Futurology blog: what’s the next trend that’ll disrupt our world, financially, socially or just pointlessly?

Friday 3 October 2008

Do I need a diagonal thinking cap?

My sister’s great at thinking literally, logically and systematically. I tend to think sideways in a jangling chaos of pictures, words and noises. Now the ad industry is trying to push “diagonal” thinking on us as the next big thing.

They all have their uses and we all end up, hopefully, doing the sorts of activities and work that make use of our thinking modes. Literal thinkers work with and within systems, lateral thinkers head for the creative world and diagonal thinkers tell us how wonderful they are.

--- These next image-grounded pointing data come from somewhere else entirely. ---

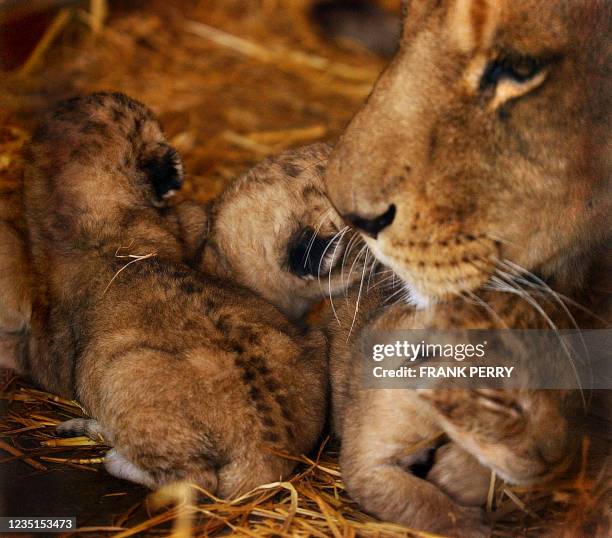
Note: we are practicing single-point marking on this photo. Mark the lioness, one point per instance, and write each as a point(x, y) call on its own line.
point(480, 166)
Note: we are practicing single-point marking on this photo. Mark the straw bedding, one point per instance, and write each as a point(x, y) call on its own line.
point(232, 81)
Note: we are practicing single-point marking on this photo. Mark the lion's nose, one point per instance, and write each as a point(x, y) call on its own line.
point(371, 226)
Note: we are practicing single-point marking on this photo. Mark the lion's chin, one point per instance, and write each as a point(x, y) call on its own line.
point(423, 290)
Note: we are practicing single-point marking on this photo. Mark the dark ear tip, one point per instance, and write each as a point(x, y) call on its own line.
point(305, 253)
point(164, 169)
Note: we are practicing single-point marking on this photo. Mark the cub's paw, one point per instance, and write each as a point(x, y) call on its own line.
point(78, 427)
point(525, 436)
point(120, 467)
point(459, 475)
point(163, 168)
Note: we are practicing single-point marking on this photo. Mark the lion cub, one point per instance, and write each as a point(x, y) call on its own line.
point(424, 458)
point(189, 375)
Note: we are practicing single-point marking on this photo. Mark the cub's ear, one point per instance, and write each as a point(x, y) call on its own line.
point(163, 168)
point(307, 253)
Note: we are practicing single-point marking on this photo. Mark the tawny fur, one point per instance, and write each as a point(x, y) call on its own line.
point(526, 436)
point(489, 133)
point(190, 376)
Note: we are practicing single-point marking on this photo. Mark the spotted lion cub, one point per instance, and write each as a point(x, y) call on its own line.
point(188, 374)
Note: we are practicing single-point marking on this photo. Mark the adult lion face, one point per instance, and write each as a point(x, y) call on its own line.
point(485, 144)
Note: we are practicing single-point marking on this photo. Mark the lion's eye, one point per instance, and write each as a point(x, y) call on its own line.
point(518, 69)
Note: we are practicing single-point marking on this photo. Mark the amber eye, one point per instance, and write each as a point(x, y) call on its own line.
point(514, 68)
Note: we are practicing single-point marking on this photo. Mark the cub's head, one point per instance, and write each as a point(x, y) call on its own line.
point(275, 232)
point(486, 144)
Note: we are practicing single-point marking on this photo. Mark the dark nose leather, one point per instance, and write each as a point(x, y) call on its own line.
point(374, 226)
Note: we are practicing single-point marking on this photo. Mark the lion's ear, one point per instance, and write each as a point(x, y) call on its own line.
point(163, 167)
point(306, 253)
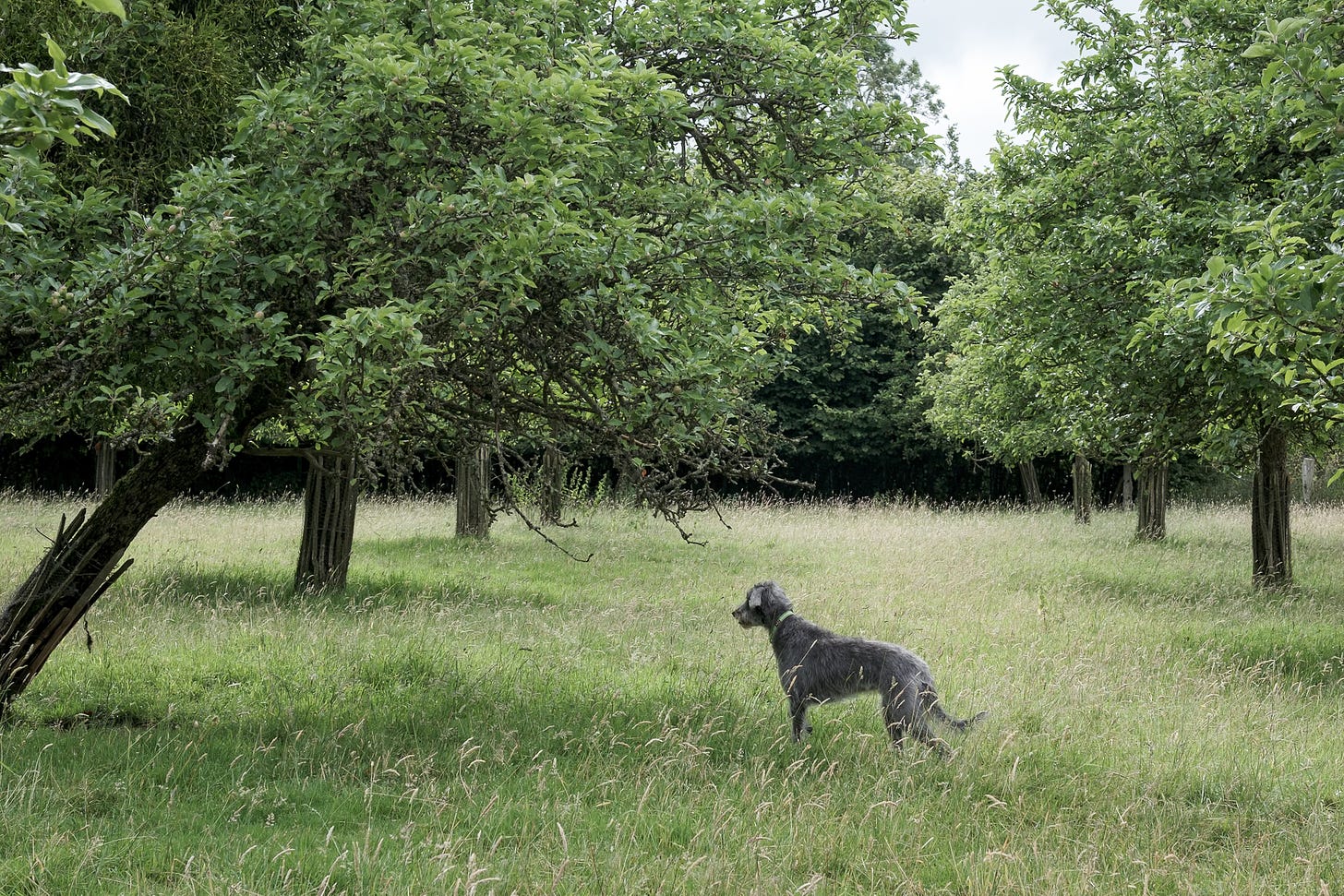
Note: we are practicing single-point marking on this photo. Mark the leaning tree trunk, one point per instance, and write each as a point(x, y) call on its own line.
point(1030, 484)
point(1152, 500)
point(474, 492)
point(85, 559)
point(330, 495)
point(1082, 489)
point(553, 485)
point(1272, 544)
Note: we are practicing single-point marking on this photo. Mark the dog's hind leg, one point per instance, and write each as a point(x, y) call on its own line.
point(798, 713)
point(898, 713)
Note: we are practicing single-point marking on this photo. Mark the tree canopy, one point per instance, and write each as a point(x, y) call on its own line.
point(1164, 235)
point(563, 218)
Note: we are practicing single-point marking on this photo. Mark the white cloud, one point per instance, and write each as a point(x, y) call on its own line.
point(961, 46)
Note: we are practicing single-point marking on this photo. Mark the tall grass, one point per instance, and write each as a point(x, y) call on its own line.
point(498, 718)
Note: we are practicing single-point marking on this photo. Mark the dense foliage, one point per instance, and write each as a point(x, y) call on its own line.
point(574, 223)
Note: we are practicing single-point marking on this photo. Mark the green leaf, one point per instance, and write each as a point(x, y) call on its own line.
point(112, 7)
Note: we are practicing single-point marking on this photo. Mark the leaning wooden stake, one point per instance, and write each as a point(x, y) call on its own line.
point(47, 606)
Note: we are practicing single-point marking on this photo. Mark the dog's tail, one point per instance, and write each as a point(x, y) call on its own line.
point(941, 715)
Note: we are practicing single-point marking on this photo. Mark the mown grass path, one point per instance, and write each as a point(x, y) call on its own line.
point(498, 718)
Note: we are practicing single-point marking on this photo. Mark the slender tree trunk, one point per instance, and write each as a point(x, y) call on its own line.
point(553, 485)
point(1308, 478)
point(1152, 500)
point(103, 469)
point(85, 559)
point(1030, 484)
point(474, 492)
point(330, 495)
point(1272, 543)
point(1082, 491)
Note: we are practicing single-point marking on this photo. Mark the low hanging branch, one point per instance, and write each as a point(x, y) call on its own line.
point(31, 627)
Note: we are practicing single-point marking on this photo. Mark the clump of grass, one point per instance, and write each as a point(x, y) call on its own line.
point(498, 718)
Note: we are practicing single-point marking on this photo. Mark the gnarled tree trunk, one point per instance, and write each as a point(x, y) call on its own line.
point(330, 495)
point(474, 492)
point(1272, 544)
point(1030, 484)
point(1082, 489)
point(553, 485)
point(103, 469)
point(85, 559)
point(1152, 500)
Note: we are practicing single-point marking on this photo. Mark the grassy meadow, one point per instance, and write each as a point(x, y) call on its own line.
point(500, 719)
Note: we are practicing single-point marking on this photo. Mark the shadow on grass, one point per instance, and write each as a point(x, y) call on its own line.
point(262, 587)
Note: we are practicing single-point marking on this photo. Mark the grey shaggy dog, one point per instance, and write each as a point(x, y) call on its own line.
point(817, 665)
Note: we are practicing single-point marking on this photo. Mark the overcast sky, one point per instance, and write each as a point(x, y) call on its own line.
point(961, 46)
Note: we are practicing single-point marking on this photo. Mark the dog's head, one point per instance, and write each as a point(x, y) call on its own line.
point(763, 606)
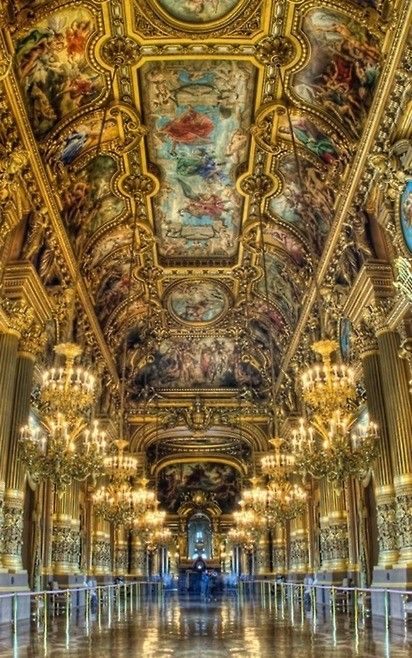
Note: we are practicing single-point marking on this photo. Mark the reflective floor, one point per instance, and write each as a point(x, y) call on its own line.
point(183, 627)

All fine and dandy. Except occasionally I need to get literal for a few hours. Like when I’m doing my tax return, or I’m in a supermarket or sitting in a meeting with an anally retentive client.

I’ve also watched literal thinkers struggle to handle situations where they really need to just chuck their preconceptions in the bin. Handling little children, for instance, or getting a new piece of technology to work.

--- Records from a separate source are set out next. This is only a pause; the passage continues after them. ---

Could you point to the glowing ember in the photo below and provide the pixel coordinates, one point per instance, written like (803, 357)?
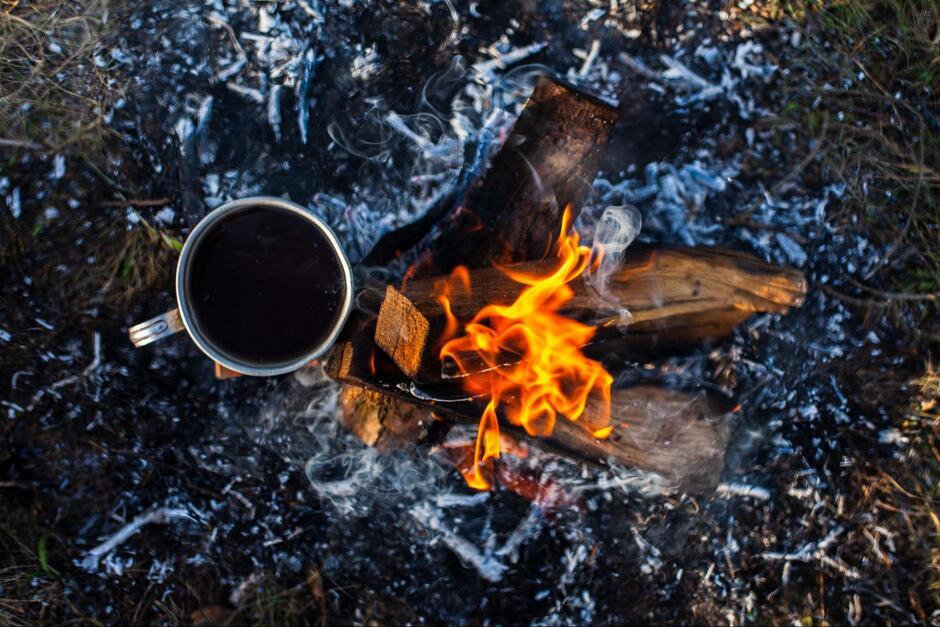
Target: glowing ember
(552, 377)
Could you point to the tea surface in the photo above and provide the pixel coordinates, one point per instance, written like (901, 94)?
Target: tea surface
(265, 285)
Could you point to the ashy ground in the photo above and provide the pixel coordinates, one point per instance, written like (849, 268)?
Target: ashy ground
(804, 133)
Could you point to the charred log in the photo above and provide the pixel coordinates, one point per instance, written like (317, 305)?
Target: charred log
(514, 212)
(679, 435)
(677, 297)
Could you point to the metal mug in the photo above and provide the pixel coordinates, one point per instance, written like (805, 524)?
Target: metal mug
(182, 318)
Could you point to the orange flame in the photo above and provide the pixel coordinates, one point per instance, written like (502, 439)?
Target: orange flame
(553, 377)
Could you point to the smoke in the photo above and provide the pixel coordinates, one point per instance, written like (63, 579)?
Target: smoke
(613, 233)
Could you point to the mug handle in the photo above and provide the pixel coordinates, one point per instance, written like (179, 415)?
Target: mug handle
(157, 328)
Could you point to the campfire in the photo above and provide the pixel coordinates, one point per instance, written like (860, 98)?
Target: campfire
(494, 322)
(551, 377)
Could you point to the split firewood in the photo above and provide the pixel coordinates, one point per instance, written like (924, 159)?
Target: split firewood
(514, 211)
(382, 421)
(676, 297)
(677, 434)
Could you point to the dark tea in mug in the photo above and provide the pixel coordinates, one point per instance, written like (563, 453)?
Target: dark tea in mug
(265, 286)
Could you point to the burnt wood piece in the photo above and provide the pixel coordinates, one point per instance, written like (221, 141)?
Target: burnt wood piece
(401, 331)
(380, 420)
(677, 434)
(677, 298)
(548, 162)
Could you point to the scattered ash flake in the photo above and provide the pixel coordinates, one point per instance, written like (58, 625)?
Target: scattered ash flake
(253, 89)
(13, 202)
(166, 216)
(365, 64)
(58, 167)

The diagonal thinkers never have a problem, of course, because they can “switch effortlessly” from one mode of thinking to another. Which may or may not explain all the puerile advertising we see on the box. Personally, I don’t have that ability and simply end up with rude letters from Her Majesty, all the wrong stuff in my trolly, or picturing my client with an axe buried in her head.

But I imagine that everyone’s brains are physically capable of thinking in any way, we just end up training our brains into one path or another over time (or having them forcibly retrained at school). So what we need is some way to “jolt” our brains from one mode to the other as the occasion demands. Nothing as invasive as an axe, hopefully, but probably a sort of hat with electrodes that stimulate different parts of the skull.

And preferably with the controls disguised so that my client can’t see me desperately stabbing the “ossified and constipated” setting five minutes into the meeting.